# Homework 1

## Dataset 1: API

### Gathering the Data

I was first interested in using an API to obtain data, having previous expereince working with data in text and CSV formatts. From the [list](https://github.com/toddmotto/public-apis) of public APIs listed by Github user 'toddmotto', I selected the [iex](https://iextrading.com/developer/docs/#quote) financial data API. I then leveraged the [code](https://github.com/himoacs/iex_data/blob/master/iex_data.py) written by github user 'himoacs' to retrieve fiancial data about 10 technology companies. 

The cell below contains the code to create the class 'API'.

In [None]:
import pandas as pd
from urllib.request import Request, urlopen
import json
from pandas.io.json import json_normalize

In [8]:
class API(object):

    """
    This API class allows users to get different type of data from IEX via its methods.
    API class can be used for:
    - requesting valid securities
    - getting latest quote and trade data
    - getting latest trade data
    Examples:
        m = API()
        print(m.get_latest_trade_data(['AAPL', 'IBM']))
        print(m.get_latest_quote_and_trade_data(['AAPL', 'IBM']))
        print(m.return_valid_securities(['AAPL', 'IBM']))
    """

    def __init__(self):
        self._end_point_prefix = r'https://api.iextrading.com/1.0/'

    def return_valid_securities(self, securities):

        """
        Return a list of valid securities
        :param securities: list of securities
        :return: list of valid securities
        """

        suffix = r'ref-data/symbols'
        valid_securities = self._url_to_dataframe(self._end_point_prefix+suffix)['symbol']

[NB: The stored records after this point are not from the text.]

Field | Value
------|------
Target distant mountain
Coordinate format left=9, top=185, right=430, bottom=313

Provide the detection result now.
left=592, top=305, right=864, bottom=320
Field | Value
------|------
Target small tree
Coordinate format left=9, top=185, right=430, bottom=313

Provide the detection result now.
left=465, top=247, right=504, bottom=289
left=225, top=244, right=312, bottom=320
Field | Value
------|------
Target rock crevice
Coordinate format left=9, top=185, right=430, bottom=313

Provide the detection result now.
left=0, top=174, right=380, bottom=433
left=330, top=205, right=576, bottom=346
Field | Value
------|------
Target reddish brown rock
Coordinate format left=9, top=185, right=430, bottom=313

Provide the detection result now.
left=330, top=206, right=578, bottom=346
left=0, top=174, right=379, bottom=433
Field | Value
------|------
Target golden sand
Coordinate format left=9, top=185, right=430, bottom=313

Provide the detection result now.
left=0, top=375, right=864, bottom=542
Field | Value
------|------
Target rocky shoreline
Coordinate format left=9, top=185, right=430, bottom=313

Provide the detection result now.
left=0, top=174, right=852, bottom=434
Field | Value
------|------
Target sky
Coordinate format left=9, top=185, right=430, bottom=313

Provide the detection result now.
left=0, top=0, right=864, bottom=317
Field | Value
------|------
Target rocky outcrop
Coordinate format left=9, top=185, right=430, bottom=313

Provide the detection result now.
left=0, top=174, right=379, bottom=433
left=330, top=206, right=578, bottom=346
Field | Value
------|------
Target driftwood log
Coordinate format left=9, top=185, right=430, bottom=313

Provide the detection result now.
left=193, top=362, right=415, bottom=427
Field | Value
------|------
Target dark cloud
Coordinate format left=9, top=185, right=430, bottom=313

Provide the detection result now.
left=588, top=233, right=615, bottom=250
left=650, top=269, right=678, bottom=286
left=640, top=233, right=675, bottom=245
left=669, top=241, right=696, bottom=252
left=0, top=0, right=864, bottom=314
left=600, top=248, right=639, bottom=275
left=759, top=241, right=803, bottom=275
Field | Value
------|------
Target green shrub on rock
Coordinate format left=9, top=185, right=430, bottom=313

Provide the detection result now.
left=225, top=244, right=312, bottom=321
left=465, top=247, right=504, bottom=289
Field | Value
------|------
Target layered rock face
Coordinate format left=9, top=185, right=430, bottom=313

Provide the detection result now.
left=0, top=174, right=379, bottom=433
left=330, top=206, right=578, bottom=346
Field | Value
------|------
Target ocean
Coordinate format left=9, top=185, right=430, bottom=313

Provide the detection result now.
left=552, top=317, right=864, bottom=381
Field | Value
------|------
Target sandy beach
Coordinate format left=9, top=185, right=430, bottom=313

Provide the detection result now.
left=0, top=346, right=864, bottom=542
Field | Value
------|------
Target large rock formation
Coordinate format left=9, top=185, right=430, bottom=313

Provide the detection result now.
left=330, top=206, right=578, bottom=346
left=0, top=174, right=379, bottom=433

        return [x for x in securities if x in set(valid_securities)]

    def _url_to_dataframe(self, url, nest=None):

        """
        Takes a url and returns the response in a pandas dataframe
        :param url: str url
        :param nest: column with nested data
        :return: pandas dataframe containing data from url
        """

        request = Request(url)
        response = urlopen(request)
        elevations = response.read()
        data = json.loads(elevations)

        if nest:
            data = json_normalize(data[nest])
        else:
            data = json_normalize(data)

        return pd.DataFrame(data)

    def get_latest_quote_and_trade(self, securities):

        """
        Gets latest quote and trade data
        :param securities: list of securities
        :return: pandas dataframe containing data for valid securities
        """

        securities = self.return_valid_securities(securities)

        if securities:
            suffix = r'tops?symbols='
            symbols = ','.join(securities)
            df = self._url_to_dataframe(self._end_point_prefix + suffix + symbols)
            df['lastSaleTime'] = pd.to_datetime(df['lastSaleTime'], unit='ms')
            df['lastUpdated'] = pd.to_datetime(df['lastUpdated'], unit='ms')
            df.set_index(['symbol'], inplace=True)
            return df
        else:
            print('These stock(s) are invalid!')

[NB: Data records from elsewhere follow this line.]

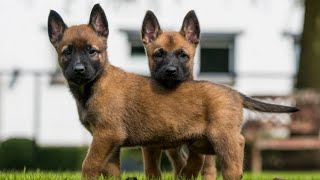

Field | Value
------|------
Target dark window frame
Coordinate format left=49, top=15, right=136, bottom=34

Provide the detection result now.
left=198, top=32, right=240, bottom=85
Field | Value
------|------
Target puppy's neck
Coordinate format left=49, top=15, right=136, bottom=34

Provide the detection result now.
left=68, top=65, right=106, bottom=108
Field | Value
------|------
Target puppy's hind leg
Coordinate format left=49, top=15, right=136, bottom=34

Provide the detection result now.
left=166, top=146, right=187, bottom=177
left=201, top=155, right=217, bottom=180
left=180, top=149, right=205, bottom=179
left=82, top=132, right=121, bottom=179
left=142, top=146, right=162, bottom=179
left=208, top=129, right=245, bottom=180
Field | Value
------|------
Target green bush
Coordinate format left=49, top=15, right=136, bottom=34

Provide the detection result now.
left=0, top=138, right=35, bottom=170
left=37, top=147, right=88, bottom=171
left=0, top=138, right=88, bottom=171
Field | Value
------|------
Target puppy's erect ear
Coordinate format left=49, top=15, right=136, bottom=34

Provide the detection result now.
left=180, top=10, right=200, bottom=45
left=141, top=10, right=161, bottom=44
left=48, top=10, right=67, bottom=47
left=89, top=4, right=109, bottom=38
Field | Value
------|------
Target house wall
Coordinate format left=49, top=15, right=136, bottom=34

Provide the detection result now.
left=0, top=0, right=303, bottom=145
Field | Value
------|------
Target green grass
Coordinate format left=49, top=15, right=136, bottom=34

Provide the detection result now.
left=0, top=171, right=320, bottom=180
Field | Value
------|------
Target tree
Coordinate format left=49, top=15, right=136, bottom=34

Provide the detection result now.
left=296, top=0, right=320, bottom=92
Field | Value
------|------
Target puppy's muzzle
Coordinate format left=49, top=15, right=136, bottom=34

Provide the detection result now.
left=166, top=66, right=177, bottom=76
left=72, top=64, right=86, bottom=74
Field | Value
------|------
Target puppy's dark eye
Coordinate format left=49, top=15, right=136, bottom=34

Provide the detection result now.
left=178, top=52, right=188, bottom=60
left=88, top=47, right=98, bottom=55
left=62, top=47, right=72, bottom=56
left=153, top=50, right=165, bottom=60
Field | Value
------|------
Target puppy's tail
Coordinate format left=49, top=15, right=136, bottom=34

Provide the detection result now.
left=240, top=93, right=299, bottom=113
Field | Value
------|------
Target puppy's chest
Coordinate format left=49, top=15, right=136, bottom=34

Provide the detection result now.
left=78, top=108, right=96, bottom=134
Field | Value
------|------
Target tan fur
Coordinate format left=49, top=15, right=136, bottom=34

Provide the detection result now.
left=142, top=32, right=216, bottom=180
left=53, top=26, right=244, bottom=179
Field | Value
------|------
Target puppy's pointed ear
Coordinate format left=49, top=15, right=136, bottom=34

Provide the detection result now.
left=141, top=10, right=162, bottom=44
left=48, top=10, right=67, bottom=47
left=180, top=10, right=200, bottom=45
left=89, top=4, right=109, bottom=38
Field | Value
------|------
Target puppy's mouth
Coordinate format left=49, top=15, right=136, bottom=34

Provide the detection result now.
left=66, top=75, right=94, bottom=86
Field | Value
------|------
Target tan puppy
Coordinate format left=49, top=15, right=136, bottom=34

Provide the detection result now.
left=141, top=11, right=216, bottom=179
left=48, top=4, right=297, bottom=179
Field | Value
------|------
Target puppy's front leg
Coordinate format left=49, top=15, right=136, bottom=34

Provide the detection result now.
left=102, top=148, right=121, bottom=177
left=142, top=146, right=161, bottom=179
left=82, top=131, right=121, bottom=179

    def get_latest_trade(self, securities):

        """
        Gets latest trade data
        :param securities: list of securities
        :return: pandas dataframe containing data for valid securities
        """

        securities = self.return_valid_securities(securities)

        if securities:
            suffix = r'tops/last?symbols='
            symbols = ','.join(securities)
            df = self._url_to_dataframe(self._end_point_prefix + suffix + symbols)
            df['time'] = pd.to_datetime(df['time'], unit='ms')
            df.set_index(['symbol'], inplace=True)
            return df
        else:
            print('These stock(s) are invalid!')

    def get_latest_news(self, securities, count=1):

        """
        Get latest news for securities. By default, gets one news item per security.
        :param securities: list of securities
        :param count: how many news items to return
        :return: dataframe
        """

        securities = self.return_valid_securities(securities)

        final_df = pd.DataFrame({})

        # Get news for each security and then append the results together
        if securities:
            for symbol in securities:
                suffix = r'stock/{symbol}/news/last/{count}'.format(symbol=symbol,
                                                                    count=count)
                df = self._url_to_dataframe(self._end_point_prefix + suffix)
                df['time'] = pd.to_datetime(df['datetime'])
                del df['datetime']
                df['symbol'] = symbol
                df = df[['symbol', 'time', 'headline', 'summary', 'source', 'url', 'related']]
                final_df = final_df.append(df, ignore_index=True)
            return final_df
        else:
            print('These stock(s) are invalid!')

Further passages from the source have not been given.